Interaction of Correction of Lipid Peroxidation Disorders with Oxibral

Author: Sharipov R. Kh., Akhmedova M.M., Rasulova N.A., . Erbutayeva L.T.

Category: Healthcare

Abstract:Introduction: Cerebral pathology is leading reason of not only morbidity and death rate but also heavy disability in subsequent ontogenesis At the of aggressive free radicals, hydroperoxides that render the destructive operating on the membranes of neurons.

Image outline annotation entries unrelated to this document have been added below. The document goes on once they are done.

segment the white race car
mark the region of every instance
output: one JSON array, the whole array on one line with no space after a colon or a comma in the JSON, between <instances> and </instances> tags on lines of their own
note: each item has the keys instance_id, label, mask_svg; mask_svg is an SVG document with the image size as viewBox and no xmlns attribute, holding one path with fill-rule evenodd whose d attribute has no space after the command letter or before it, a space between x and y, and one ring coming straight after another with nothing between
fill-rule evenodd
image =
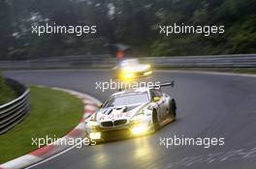
<instances>
[{"instance_id":1,"label":"white race car","mask_svg":"<svg viewBox=\"0 0 256 169\"><path fill-rule=\"evenodd\" d=\"M144 135L175 121L176 101L161 92L162 86L169 85L173 83L114 93L86 119L87 136L98 142Z\"/></svg>"}]
</instances>

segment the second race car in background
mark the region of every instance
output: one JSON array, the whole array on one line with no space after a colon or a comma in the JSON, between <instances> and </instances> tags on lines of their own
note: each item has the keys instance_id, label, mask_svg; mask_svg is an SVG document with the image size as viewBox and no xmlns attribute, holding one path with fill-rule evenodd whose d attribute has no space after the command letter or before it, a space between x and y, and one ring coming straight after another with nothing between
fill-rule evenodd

Objective: To ground the efficiency of therapy of \"oxibral\" of pectoral children with the perinatal damages of CNS by the account of changes LPO in red corpuscles. Methods: An analysis was conducted for 70 pectoral children of age with the perinatal damages of CNS and with pathogeny of consequences of perinatal damages of the nervous system. Oxibral rendered the positive operating on the maintenance of MDA after incubation. At comparing of the indicated index it is not reduced to the norm of statistical difference. Results: The correction of \"oxibral\" of neurological violations opens the prospect of rehabilitation and assists a considerable reduction of per cent of children with the remaining phenomena of perinatal damages of CNS. Peroxide oxidation of lipids indicators in healthy infants have their characteristics, and the studies carried out can be used as controls for various pathological conditions, including perinatal CNS injuries. Conclusions: Thus, it was found that LPO indicators in healthy infants have their characteristics, and the results of the studies carried out can be used as controls for various pathological conditions, including perinatal CNS injuries.

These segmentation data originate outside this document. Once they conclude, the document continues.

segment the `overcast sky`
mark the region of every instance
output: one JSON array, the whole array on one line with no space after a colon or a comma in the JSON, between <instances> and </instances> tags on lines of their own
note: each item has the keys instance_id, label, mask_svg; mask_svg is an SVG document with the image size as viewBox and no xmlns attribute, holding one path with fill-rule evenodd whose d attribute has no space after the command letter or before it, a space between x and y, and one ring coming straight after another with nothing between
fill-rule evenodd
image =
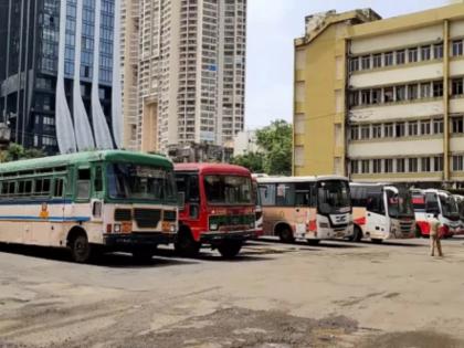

Keywords: Peroxide oxidation of lipids, Malonic dialdehyde, Degree of hemolysis of red corpuscles, The symptom of Grefe, Oxibral, Damages of CNS

Full Text:

INTRODUCTION

The perinatal damages of the brain make more than 60 per cent pathology of the nervous system of child's age, directly participate in the development of such diseases, as child's cerebral paralysis, epilepsy, minimum cerebral disfunction, that, in turn, assist the increase of recurrent respiratory diseases Presently the basic hypothesis of a pathogeny of consequences of perinatal damages of the nervous system (CPDNS) is cerebrovascular violations. In the conditions of hypoxia peroxide oxidization of lipids is violated with the accumulation of aggressive free radicals, hydroperoxides that render the destructive operating on the membranes of neurons.¹

In case of impaired cerebral circulation in newborns, several researchers conclude about the intensity of lipid peroxidation in this pathology based on an increase in the content of LPO products. Only with an integrated approach, i.e. using several research methods in combination, one can count on the possibility of a more complete assessment of pathological changes in plasma membranes.²

As you know, LPO indicators characterize not only the severity of the pathological process but to a certain extent the effectiveness of the correction of disturbed metabolism. Consequently, according to these indicators, it is possible not only to assess the degree of pathological changes but also, most importantly, the effectiveness of the therapy.³

Recently, several experimental and clinical studies have appeared, indicating the beneficial effect of the new herbal preparation oxybral on circulatory and metabolic cerebral disorders. The active ingredient of oxybral is a vinca alkaloid vincamine. Numerous studies have confirmed the presence of an active metabolic effect of oxybral on ischemic tissue. The drug helps to increase the consumption and use of oxygen and glucose by brain tissues improves and normalizes glycolysis, is well tolerated by patients. It has been proven that the drug is rapidly absorbed for any method of application, uniformly distributed in the brain tissues, metabolized and eliminated through the kidneys. A great deal of clinical experience has been accumulated confirming the selective vaso regulatory effect of vincamine on cerebral vessels.^3,4

However, there are no studies in which the effect of this drug in perinatal damage to the nervous system in children of the first year of life would be studied, the questions of the optimal dosage and duration of the course of using this drug are not substantiated.^5,6

The work aimed to substantiate the therapy with oxybral in infants with perinatal CNS injuries by taking into account changes in the processes of lipid peroxidation (LPO) in erythrocytes. We were the first to study the effect of oxybral on the state of the nervous system in CPDNS based on studying LPO processes

Materials and Methods

The paper analyzes the results of clinical and biochemical studies in 70 children of the first year of life. The main group consisted of 44 infants with perinatal CNS injuries. The control group included 26 children with CPDNS who have not prescribed the drug we tested. Since the processes of lipid peroxidation have age-related dynamics, we also studied the state of LPO processes in 20 healthy children.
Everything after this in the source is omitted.